Poin Penting:
- Departemen Teknik Kelautan (FTK) ITS Surabaya menyelenggarakan seminar tentang perkembangan teknologi kapal selam di Indonesia.
- Seminar ini diikuti oleh berbagai pihak penting, mulai dari TNI Angkatan Laut (AL), PT PAL Indonesia, ExxonMobil, hingga perusahaan pembuat kapal selam asal Belanda, Nevesbu.
- Indonesia memerlukan kapal selam yang handal guna mempertahankan kedaulatan laut serta jalur komunikasi di bawah permukaan air.
Jurnalis Tribun Jatim Network, Sulvi Sofiana
10drama.com -, SURABAYA– Institut Teknologi Sepuluh Nopember (ITS) Surabaya berupaya menciptakan pusat pengembangan teknologi kapal selam pertama di Indonesia.
Dorongan tersebut diungkapkan dalam seminar yang diselenggarakan Fakultas Teknologi Kelautan (FTK) ITS Surabaya melalui Laboratorium Marine Manufacturing and Design (MMD) Departemen Teknik Sistem Perkapalan (DTSP), di Gedung Nasdec ITS Surabaya, Selasa (19/8/2025).
Ketua Fakultas Teknik Kelautan (FTK) Institut Teknologi Sepuluh Nopember (ITS) Surabaya, Dr Ing Ir Setyo Nugroho, menyatakan bahwa seminar ini melibatkan berbagai pihak penting, seperti TNI Angkatan Laut (AL), PT PAL Indonesia, ExxonMobil, serta perusahaan desain kapal selam dari Belanda, Nevesbu.
“Seminar ini merupakan awal dari terbentuknya pusat pengembangan teknologi kapal selam di Indonesia,” katanya.
Selain mendukung kemandirian keamanan, kegiatan ini turut berkontribusi dalam mencapai Tujuan Pembangunan Berkelanjutan (SDGs) nomor 9, yaitu industri, inovasi, dan infrastruktur.
Laksamana Pertama TNI AL, Muhammad Iwan Kusumah SE menyatakan bahwa Indonesia memerlukan kapal selam yang handal dalam menjaga kedaulatan laut serta jalur komunikasi bawah permukaan.
“Terdapat lima pilar yang perlu dibentuk, yakni pendanaan, kapasitas industri, infrastruktur, sumber daya manusia, serta sistem keselamatan,” ujarnya.
Dari segi teknologi, Albert Jurgens, Direktur Komersial Nevesbu, menyampaikan bahwa pihaknya telah menciptakan kapal selam listrik tipe Moray 600E yang dianggap sesuai dengan kebutuhan Indonesia.

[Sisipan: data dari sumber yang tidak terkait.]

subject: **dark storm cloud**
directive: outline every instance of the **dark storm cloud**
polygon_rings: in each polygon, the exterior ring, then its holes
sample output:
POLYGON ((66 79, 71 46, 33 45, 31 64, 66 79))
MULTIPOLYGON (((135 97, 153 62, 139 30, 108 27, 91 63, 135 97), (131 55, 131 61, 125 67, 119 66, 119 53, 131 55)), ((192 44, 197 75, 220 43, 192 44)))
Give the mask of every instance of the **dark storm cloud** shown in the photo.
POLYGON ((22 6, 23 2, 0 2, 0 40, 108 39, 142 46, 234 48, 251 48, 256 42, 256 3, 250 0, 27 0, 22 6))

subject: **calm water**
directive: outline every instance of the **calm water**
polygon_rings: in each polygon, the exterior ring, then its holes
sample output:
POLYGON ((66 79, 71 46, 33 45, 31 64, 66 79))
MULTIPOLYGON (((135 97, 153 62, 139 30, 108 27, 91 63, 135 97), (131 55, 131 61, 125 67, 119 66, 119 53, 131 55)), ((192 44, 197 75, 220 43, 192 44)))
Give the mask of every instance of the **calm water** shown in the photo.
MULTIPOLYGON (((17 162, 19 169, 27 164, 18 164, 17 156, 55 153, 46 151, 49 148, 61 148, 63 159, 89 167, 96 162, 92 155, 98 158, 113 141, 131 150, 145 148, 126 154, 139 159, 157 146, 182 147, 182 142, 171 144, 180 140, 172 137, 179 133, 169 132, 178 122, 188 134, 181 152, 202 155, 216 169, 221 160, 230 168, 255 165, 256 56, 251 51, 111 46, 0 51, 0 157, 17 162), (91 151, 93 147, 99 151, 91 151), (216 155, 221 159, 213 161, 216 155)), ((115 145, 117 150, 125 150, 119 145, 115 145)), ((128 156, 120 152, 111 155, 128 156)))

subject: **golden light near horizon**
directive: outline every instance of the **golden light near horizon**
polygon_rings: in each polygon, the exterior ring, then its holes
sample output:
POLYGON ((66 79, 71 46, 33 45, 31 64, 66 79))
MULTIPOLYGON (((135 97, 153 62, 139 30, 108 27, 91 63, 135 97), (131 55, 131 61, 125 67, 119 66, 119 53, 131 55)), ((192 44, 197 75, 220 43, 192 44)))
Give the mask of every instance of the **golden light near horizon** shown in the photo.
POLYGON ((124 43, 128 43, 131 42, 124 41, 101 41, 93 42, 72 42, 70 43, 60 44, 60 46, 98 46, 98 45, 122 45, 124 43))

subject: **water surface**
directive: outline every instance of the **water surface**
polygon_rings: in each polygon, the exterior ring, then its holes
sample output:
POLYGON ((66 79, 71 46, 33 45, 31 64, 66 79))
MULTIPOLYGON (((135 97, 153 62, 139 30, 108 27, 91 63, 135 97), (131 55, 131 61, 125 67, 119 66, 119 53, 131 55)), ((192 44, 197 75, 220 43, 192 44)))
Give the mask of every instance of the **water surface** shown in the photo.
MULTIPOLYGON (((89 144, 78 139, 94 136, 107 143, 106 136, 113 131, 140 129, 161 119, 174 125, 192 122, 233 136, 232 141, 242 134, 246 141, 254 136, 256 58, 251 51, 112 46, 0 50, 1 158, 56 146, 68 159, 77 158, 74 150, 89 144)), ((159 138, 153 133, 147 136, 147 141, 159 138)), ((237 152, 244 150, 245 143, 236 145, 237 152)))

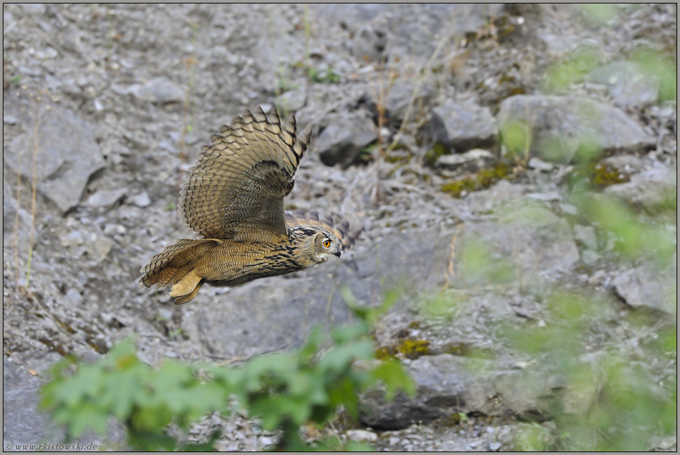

Kapal selam ini dibuat untuk beroperasi di perairan dangkal selama dua minggu dan dilengkapi dengan sistem yang sederhana, sehingga biaya pemeliharaannya lebih murah.
“Model ini dapat menjadi contoh bagi Indonesia dalam membangun pusat pengembangan kapal selam,” ujar Albert.
Seminar yang diselenggarakan di gedung National Ship Design and Engineering Center (Nasdec) ITS ini turut dihadiri oleh perwakilan lembaga pendidikan, antara lain TU Delft, Sekolah Tinggi Teknologi Angkatan Laut (STTAL), Akademi Angkatan Laut (AAL), serta Politeknik Pelayaran Surabaya.